Labels features frequency
A 'book' 54
B 'movies' 32
Any help is appreciated.
There are many different machine learning algorithms we can choose from when doing text classification with machine learning. One of those is Support Vector Machines (or SVM).
So, we use SVM to mainly classify data but we can also use it for regression. It is a fast and dependable algorithm and works well with fewer data. A very simple definition would be that SVM is a supervised algorithm that classifies or separates data using hyperplanes.
Have a look at the documentation on text feature extraction.
Also have a look at the text classification example.

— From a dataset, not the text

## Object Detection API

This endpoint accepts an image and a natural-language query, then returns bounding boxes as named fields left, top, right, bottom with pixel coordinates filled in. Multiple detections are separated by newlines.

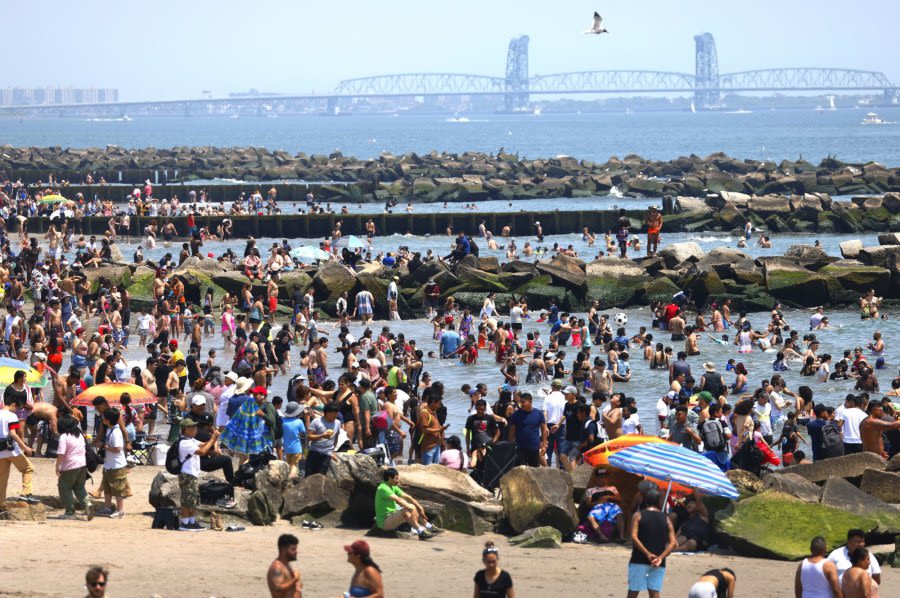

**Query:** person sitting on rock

There is also a tutorial here:
http://scikit-learn.org/stable/tutorial/text_analytics/working_with_text_data.html
In particular don't focus too much on SVM models (in particular not sklearn.svm.SVC
that is more interesting for kernel models hence not text classification): a simple Perceptron, LogisticRegression or Bernoulli naive Bayes models might work as good while being much faster to train.